Mohamed Bazoum, lors de son discours d’investiture

Ça y est. Le relais est passé entre le désormais ex-président du Niger, Mahamadou Issoufou et son successeur Mohamed Bazoum. La toute première passation pacifique du pouvoir entre deux présidents nigériens démocratiquement élus. C’est dire donc que c’est un évènement historique que le Centre international de conférence Mahatma Gandhi de Niamey a abrité ce 2 avril 2021.

Un évènement tout aussi historique que porteur d’espoir, cette investiture de Bazoum en est un, car intervenant dans un contexte où les attaques menées contre le pays par des groupes armés terroristes sont récurrentes. L’une des dernières en date est celle perpétrée dans trois villages de la région de Tahoua quelques deux semaines plus tôt et qui a fait au moins 140 morts.

Comme il fallait donc s’y attendre, Mohamed Bazoum, dans son discours d’investiture a cité la question de la sécurité comme l’un des gros défis de son mandat, lui qui décrit le terrorisme comme « un vrai malheur » pour son pays. Ce malheur, selon le fraîchement investi, a ses bases hors du Niger : Boko Haram au Nigéria voisin, l’Etat islamique au grand Sahara (EIGS) dans certaines régions du Mali. Comment le nouveau chef de l’Etat s’y prendra ?

Contre Boko Haram qui a déstabilisé l’économie dans la région de Diffa avec 130 000 refugiés et 105 000 déplacés internes, l’ambition de Bazoum est « d’engager des discussions avec les autorités du Nigéria, celles de l’Etat de Borno en particulier,  pour créer les conditions de retour de tous les réfugiés dans leurs pays », mais aussi un retour de tous les déplacés internes dans leurs villages respectifs.

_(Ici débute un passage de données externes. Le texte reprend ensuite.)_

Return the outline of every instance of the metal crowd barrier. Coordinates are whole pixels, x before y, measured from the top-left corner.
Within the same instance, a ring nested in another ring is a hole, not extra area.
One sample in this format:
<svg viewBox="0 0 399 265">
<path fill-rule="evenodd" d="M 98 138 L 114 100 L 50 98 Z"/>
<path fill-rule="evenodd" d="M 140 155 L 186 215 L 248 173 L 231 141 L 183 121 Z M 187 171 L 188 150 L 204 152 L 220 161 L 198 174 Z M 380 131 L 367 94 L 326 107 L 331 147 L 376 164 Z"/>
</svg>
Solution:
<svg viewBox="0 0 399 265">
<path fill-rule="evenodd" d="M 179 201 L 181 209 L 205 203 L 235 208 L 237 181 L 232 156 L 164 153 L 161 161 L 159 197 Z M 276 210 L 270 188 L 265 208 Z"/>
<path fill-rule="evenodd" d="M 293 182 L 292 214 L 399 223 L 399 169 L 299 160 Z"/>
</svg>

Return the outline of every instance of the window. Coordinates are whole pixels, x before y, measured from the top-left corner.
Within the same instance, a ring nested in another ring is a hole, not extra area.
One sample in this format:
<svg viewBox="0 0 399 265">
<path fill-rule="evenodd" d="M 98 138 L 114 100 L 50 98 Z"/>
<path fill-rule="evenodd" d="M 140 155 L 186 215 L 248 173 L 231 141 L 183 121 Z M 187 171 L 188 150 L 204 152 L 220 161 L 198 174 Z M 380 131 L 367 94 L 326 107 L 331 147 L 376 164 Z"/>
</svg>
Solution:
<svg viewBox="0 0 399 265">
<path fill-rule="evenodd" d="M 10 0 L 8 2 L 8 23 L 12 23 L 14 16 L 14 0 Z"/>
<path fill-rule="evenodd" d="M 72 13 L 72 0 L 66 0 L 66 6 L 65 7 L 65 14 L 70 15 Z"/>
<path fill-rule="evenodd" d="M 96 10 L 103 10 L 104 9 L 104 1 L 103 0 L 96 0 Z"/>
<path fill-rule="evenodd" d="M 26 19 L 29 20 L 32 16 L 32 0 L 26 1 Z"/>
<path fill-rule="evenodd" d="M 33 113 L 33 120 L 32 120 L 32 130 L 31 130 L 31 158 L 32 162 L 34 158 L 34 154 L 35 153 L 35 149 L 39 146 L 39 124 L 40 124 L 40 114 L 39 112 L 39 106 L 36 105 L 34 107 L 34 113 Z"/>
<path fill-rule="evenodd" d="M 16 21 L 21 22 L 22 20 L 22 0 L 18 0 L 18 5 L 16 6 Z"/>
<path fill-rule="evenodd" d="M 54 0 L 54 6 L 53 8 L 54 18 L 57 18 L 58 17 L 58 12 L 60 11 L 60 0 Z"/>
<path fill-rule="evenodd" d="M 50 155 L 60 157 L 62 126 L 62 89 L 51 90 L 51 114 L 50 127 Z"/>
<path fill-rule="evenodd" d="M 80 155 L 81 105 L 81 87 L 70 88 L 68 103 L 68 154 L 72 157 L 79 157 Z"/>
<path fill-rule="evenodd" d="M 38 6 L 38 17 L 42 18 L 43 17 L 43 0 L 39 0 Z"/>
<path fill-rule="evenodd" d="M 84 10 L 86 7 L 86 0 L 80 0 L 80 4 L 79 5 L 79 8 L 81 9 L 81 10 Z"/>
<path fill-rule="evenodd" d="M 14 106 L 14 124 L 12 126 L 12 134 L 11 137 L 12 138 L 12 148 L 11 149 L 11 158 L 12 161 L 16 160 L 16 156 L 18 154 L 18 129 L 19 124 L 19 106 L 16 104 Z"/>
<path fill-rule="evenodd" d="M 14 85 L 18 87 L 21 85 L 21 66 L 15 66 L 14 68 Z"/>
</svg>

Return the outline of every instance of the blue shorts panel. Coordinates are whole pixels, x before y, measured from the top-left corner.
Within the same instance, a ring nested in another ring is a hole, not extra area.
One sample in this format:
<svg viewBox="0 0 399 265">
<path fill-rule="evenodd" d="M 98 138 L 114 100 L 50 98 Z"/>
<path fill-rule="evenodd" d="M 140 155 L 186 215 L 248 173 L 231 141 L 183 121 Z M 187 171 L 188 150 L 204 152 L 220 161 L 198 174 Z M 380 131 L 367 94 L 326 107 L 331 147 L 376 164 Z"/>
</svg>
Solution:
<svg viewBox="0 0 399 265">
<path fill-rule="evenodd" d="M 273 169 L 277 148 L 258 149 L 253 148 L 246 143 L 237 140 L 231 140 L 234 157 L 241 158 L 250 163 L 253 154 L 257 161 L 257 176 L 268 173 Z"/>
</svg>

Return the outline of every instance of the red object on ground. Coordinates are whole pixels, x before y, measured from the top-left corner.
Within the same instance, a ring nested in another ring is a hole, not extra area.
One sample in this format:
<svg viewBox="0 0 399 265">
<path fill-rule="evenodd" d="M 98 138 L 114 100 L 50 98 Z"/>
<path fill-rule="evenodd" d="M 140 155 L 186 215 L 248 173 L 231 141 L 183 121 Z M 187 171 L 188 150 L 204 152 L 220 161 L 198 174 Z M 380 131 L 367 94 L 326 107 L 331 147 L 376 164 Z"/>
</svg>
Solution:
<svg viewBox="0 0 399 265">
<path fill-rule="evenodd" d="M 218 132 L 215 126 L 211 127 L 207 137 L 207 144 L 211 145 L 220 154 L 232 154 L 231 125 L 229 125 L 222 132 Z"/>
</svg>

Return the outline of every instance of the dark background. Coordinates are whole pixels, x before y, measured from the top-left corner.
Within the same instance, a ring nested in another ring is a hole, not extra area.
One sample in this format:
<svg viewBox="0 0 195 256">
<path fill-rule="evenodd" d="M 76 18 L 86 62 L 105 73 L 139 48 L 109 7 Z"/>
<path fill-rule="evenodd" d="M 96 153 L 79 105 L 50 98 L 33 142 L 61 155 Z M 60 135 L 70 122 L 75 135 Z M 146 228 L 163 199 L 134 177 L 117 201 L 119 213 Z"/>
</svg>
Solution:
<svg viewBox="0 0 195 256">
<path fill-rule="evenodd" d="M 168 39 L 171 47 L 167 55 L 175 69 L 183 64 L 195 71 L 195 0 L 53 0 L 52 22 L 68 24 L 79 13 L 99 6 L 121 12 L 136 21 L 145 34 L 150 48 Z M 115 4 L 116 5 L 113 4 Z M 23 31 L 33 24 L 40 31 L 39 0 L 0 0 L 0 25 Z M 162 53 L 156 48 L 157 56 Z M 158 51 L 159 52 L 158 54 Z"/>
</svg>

S’agissant de l’EIGS, qui a ses bases en territoire malien, dans les régions de Gao et de Ménaka,  selon Mohamed Bazoum, le combat contre ce « groupe criminel » sera, dit-il, « très difficile aussi longtemps que l’Etat malien n’aura pas exercé la plénitude de sa souveraineté sur ces régions ». Et la situation actuelle du mali ayant un impact direct sur la sécurité intérieure du Niger, selon le natif de Diffa, “l’agenda diplomatique du Niger sera centré sur le  Mali”, et ce, dans le cadre d’une coordination étroite avec les pays du G5 Sahel, l’Algérie, la France, les Etats-Unis et les autres membres permanents du Conseil de sécurité.

Bazoum l’a promis : «  A Diffa, comme à Tilabéri et à Tahoua, j’engagerai les actions qu’il faut pour mettre rapidement fin aux souffrances des populations dont la vie est empoisonnée par des rapts, les paiements de rançons, le paiement de l’impôt aux groupes terroristes, les extorsions, les enlèvements des animaux et les crimes systématiques ».

A côté de ce défi de la sécurité, l’ex-ministre de l’Intérieur a aussi pris l’engagement de ne pas occulter d’autres comme l’éducation et la lutte contre la corruption. Ce changement annoncé ne sera-t-il pas plutôt la continuité ? Plus d’un se le demandent, d’autant plus que le PNDS-Taryya, parti de Mohamed  Bazoum est aussi celui de Mahamadou Issoufou qui a dirigé le Niger les dix dernières années.